1. Start with email and financial accounts, same priority order as Move 2.
2. Open each account's security settings. Look for "Two-factor authentication," "Two-step verification," or "Login verification"; the label varies by service.
3. Select the authenticator app option where it's offered. If SMS is the only available choice, use it. If something better exists, use that instead.
4. Scan the QR code with your authenticator app and enter the confirmation code to activate.
5. Save the backup recovery codes the service provides. Store them in your password manager's secure notes, not a text file on your desktop or a draft email.

Treat recovery codes like a spare house key: accessible enough to reach in an emergency, not so exposed that anyone with five minutes on your device can find them.

One tradeoff worth deciding before you proceed: several password managers now generate TOTP codes alongside stored passwords. It's convenient, but both factors end up in the same application. A standalone authenticator app on your phone adds real separation: if someone gains access to your manager, they'd still need your physical device to generate a valid code. For your most critical accounts, that separation is worth the minor inconvenience.

The first three moves apply everywhere, right now.

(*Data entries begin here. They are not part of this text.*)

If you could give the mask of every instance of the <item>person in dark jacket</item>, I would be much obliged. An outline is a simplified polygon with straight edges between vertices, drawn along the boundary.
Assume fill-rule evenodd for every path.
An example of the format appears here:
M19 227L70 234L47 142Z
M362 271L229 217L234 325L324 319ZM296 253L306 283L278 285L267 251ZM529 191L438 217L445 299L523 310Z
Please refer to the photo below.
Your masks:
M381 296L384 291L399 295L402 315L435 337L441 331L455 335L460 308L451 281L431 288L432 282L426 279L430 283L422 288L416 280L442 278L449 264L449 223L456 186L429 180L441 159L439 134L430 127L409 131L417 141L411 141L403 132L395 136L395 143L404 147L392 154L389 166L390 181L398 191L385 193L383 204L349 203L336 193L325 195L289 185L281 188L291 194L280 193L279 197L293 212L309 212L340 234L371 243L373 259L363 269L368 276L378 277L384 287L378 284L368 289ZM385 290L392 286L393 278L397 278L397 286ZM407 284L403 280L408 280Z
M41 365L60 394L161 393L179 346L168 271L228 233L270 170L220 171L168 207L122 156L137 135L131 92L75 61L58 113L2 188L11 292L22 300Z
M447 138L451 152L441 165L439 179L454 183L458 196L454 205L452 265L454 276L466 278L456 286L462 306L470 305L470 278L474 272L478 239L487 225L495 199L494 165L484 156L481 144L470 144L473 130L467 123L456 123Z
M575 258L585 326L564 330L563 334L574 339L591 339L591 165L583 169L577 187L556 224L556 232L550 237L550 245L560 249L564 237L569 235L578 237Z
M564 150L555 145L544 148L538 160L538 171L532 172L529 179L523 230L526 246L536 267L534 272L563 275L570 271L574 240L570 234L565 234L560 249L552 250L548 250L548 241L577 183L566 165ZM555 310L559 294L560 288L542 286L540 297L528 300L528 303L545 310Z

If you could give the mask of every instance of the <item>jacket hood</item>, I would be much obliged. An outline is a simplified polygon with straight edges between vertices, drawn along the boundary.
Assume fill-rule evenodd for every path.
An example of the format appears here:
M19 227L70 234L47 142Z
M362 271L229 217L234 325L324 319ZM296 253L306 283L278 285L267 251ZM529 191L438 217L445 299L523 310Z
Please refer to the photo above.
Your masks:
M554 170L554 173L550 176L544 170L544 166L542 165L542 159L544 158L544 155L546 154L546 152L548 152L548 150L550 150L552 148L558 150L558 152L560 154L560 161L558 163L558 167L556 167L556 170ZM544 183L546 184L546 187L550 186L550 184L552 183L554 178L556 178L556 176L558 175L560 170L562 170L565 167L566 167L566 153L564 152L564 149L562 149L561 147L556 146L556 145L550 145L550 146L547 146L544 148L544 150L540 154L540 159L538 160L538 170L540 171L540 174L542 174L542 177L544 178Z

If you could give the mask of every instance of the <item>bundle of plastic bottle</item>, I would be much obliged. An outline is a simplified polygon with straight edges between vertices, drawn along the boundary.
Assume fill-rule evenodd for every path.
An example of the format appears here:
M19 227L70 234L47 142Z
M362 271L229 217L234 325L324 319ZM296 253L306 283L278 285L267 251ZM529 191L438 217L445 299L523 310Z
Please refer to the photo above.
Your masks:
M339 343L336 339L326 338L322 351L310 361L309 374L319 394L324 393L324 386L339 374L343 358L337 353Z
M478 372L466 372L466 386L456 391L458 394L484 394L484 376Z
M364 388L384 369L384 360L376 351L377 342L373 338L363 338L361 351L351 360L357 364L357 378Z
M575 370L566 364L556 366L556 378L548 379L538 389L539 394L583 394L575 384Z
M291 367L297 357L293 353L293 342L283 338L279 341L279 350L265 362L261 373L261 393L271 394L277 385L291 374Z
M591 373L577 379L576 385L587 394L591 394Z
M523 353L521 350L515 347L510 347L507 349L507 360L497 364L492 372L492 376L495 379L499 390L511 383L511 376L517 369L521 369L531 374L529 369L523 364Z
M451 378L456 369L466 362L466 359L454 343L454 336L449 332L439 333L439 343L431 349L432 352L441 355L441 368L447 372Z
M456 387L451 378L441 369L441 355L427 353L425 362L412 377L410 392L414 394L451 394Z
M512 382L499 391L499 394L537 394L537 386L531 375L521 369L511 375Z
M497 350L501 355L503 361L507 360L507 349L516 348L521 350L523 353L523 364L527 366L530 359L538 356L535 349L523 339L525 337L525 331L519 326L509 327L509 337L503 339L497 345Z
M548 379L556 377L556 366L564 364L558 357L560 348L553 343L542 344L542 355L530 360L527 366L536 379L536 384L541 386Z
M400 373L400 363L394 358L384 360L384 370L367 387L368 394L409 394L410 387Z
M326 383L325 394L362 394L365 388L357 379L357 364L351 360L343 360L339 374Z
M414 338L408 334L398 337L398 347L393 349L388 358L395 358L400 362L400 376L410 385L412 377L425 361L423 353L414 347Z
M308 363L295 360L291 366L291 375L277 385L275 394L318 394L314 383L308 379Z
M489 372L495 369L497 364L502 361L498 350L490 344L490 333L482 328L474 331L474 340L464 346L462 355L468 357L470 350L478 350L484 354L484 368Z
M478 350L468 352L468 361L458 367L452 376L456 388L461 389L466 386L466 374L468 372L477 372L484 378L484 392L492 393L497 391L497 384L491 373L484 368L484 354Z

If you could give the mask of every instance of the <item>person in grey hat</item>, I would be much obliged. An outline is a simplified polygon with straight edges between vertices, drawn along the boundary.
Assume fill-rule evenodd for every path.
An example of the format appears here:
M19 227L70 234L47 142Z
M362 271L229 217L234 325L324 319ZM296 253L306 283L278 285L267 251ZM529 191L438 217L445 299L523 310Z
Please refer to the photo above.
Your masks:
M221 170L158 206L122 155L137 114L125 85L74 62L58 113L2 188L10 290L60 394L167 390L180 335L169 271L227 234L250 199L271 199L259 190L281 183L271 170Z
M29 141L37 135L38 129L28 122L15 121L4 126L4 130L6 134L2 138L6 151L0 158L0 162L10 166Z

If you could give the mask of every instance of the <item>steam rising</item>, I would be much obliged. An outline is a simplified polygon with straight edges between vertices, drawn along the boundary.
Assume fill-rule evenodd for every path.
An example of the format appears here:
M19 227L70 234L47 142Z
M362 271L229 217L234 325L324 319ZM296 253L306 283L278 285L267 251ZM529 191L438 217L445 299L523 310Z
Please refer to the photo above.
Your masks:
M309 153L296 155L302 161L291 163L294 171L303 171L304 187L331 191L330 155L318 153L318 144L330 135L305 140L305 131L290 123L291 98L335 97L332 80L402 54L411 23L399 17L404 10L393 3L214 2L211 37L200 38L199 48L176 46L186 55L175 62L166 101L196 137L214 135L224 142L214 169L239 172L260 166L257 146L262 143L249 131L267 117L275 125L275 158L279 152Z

This one depends on whether your specific services have added support yet. It's not a fix for something broken; it's a different authentication model that makes passwords optional, then eventually unnecessary.

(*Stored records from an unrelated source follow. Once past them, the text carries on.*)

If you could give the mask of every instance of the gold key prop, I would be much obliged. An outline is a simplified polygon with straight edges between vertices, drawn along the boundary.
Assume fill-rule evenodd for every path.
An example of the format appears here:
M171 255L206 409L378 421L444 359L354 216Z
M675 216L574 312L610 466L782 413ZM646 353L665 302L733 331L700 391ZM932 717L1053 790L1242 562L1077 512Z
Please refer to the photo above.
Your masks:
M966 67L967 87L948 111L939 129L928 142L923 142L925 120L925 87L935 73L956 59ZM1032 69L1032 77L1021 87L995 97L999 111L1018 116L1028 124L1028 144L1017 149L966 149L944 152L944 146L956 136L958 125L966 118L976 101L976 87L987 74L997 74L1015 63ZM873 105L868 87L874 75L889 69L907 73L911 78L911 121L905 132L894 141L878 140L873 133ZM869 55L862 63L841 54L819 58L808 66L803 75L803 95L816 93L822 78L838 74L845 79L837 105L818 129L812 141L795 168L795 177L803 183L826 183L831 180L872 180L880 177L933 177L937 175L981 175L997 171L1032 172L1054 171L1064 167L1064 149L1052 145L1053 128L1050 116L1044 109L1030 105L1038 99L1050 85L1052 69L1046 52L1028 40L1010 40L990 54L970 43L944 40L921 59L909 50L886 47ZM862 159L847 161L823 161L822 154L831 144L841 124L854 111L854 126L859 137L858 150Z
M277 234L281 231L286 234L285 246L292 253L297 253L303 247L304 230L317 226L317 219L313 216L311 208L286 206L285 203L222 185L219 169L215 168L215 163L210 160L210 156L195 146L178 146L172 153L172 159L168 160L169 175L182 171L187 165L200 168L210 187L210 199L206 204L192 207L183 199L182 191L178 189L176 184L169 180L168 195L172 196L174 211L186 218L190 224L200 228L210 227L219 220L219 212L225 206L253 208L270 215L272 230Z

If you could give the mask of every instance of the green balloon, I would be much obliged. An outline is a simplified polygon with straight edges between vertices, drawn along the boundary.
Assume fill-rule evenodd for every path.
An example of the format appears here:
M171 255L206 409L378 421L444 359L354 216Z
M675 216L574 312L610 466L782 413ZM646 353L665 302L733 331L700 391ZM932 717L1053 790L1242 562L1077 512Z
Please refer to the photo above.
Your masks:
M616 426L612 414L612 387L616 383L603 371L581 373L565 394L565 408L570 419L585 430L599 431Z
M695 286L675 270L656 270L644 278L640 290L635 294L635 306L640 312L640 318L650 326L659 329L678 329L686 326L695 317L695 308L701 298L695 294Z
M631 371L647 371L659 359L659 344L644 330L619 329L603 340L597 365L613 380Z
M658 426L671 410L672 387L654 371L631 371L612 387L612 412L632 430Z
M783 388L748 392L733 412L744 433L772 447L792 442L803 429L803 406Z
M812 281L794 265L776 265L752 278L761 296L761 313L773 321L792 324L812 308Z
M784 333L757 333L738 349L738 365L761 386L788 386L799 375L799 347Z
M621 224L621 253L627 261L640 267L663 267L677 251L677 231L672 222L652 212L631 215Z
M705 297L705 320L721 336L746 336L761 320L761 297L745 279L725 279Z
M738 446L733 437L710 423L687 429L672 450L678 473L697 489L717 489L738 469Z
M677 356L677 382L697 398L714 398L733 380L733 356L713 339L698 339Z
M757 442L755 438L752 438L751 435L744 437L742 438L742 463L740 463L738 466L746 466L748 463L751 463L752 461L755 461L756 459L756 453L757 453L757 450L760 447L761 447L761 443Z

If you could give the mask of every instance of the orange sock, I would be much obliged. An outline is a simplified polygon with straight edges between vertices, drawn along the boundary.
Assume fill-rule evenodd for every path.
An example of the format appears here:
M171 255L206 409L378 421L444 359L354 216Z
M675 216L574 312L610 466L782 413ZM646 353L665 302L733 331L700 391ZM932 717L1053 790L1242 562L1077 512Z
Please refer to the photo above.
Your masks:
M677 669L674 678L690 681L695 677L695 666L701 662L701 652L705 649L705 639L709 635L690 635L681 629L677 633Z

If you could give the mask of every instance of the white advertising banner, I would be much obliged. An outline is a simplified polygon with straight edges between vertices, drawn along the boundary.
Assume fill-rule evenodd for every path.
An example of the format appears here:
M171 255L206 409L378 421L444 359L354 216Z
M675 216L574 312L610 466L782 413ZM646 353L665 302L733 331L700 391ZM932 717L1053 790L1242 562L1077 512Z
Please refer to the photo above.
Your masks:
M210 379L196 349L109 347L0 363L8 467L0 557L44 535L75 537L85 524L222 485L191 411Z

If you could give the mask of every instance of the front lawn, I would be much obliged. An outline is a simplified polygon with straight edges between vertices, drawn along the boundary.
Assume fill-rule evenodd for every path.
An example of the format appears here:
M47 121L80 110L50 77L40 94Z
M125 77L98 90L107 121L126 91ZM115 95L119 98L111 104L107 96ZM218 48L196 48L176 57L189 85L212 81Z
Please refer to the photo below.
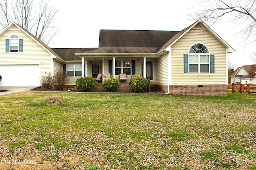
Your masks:
M255 95L33 92L0 101L0 169L256 169Z

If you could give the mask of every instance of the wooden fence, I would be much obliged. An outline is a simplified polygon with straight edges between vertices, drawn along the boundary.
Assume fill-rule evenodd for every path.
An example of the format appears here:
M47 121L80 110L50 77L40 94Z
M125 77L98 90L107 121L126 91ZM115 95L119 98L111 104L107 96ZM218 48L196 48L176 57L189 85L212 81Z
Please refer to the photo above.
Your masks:
M256 90L253 90L256 89L256 84L232 84L228 85L228 89L232 89L232 93L238 92L240 93L255 93Z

A passkey uses a cryptographic key pair instead of a password. The private key stays on your device, protected by biometrics or a PIN. The public key sits on the service's server. When you log in, your device proves it holds the private key without ever transmitting it. Because authentication is bound to the exact domain of the site, a phishing page mimicking your bank can't trigger a valid passkey login. There's nothing to trick you into typing.

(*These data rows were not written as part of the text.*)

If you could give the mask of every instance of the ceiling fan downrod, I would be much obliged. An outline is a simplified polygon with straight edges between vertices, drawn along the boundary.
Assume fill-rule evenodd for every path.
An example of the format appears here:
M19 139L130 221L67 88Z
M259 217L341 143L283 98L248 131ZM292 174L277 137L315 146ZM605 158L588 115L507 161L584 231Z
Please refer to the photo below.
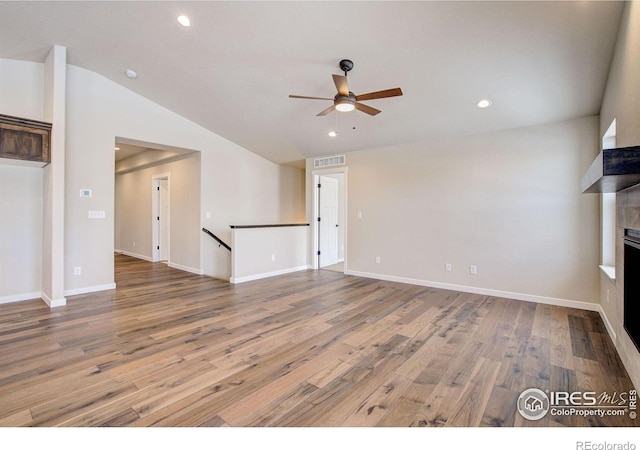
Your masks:
M340 70L344 72L344 76L347 76L347 72L353 69L353 61L350 59L343 59L340 61Z

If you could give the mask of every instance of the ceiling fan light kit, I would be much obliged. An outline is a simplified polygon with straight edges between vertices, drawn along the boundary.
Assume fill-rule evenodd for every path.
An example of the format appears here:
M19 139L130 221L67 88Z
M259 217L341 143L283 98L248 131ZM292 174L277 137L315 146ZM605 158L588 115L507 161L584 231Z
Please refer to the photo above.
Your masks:
M303 95L289 95L289 98L302 98L307 100L333 100L333 105L327 109L320 111L317 116L326 116L332 111L350 112L354 109L361 111L370 116L375 116L381 113L379 109L372 108L371 106L360 103L360 100L376 100L379 98L398 97L402 95L400 88L385 89L383 91L369 92L367 94L355 95L349 90L349 84L347 83L347 73L353 69L353 61L349 59L343 59L340 61L340 70L344 72L344 75L333 75L333 82L336 85L338 93L333 98L327 97L307 97Z

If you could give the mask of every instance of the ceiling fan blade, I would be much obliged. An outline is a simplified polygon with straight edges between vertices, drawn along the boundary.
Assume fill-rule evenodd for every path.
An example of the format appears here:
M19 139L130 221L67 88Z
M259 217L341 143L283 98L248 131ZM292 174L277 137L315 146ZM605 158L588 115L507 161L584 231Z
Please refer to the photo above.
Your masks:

Support is growing but uneven. Set passkeys up where you can; don't wait for the holdouts.

Check which of your accounts support them: Passkeys.io's directory maintains an updated list. Google, Apple ID, GitHub, and PayPal are reliable starting points.

Steps:

1. Open the account's security settings.
2. Look for "Passkeys" or "Sign-in options" and select "Create a passkey."
3. Your device will prompt for local authentication: Face ID, Touch ID, Windows Hello, or your PIN.
4. Confirm creation. The passkey syncs automatically within your device ecosystem.
5. Sign out and sign back in using the passkey before closing the browser. Two minutes of testing now prevents a lockout later.

Cross-platform friction to plan for: a passkey created on an Apple device syncs cleanly across iPhone, iPad, and Mac, but accessing it from a Windows machine requires extra steps. 1Password and Bitwarden both support passkey storage that works across platforms. If you move between Apple and Windows devices regularly, routing passkeys through one of them from the start is cleaner than migrating later.

• [ ] Password manager installed with browser extension and mobile app
• [ ] Master passphrase written down and recovery options configured
• [ ] Browser-saved passwords imported and then deleted from the browser
• [ ] Primary email password replaced with a manager-generated unique password
• [ ] 2FA enabled on email using an authenticator app, recovery codes saved to secure notes
• [ ] Banking and financial account passwords changed and 2FA enabled
• [ ] Have I Been Pwned checked; any breached accounts prioritized and updated
• [ ] One passkey set up on a supported account

If you only have an hour, stop after Move 2 with email and financial accounts covered. That single session closes the most common attack path. The other accounts on your list can wait a week; your email sitting on a reused password cannot.

Work through the rest in batches as time allows. Each session, open the dashboard, knock out a handful of accounts, confirm your recovery options still point to current contacts. The accounts you haven't reached yet carry lower collective risk than the ones you've already secured. You're not trying to finish everything at once. You're just making sure the targets that matter most are no longer the easy ones.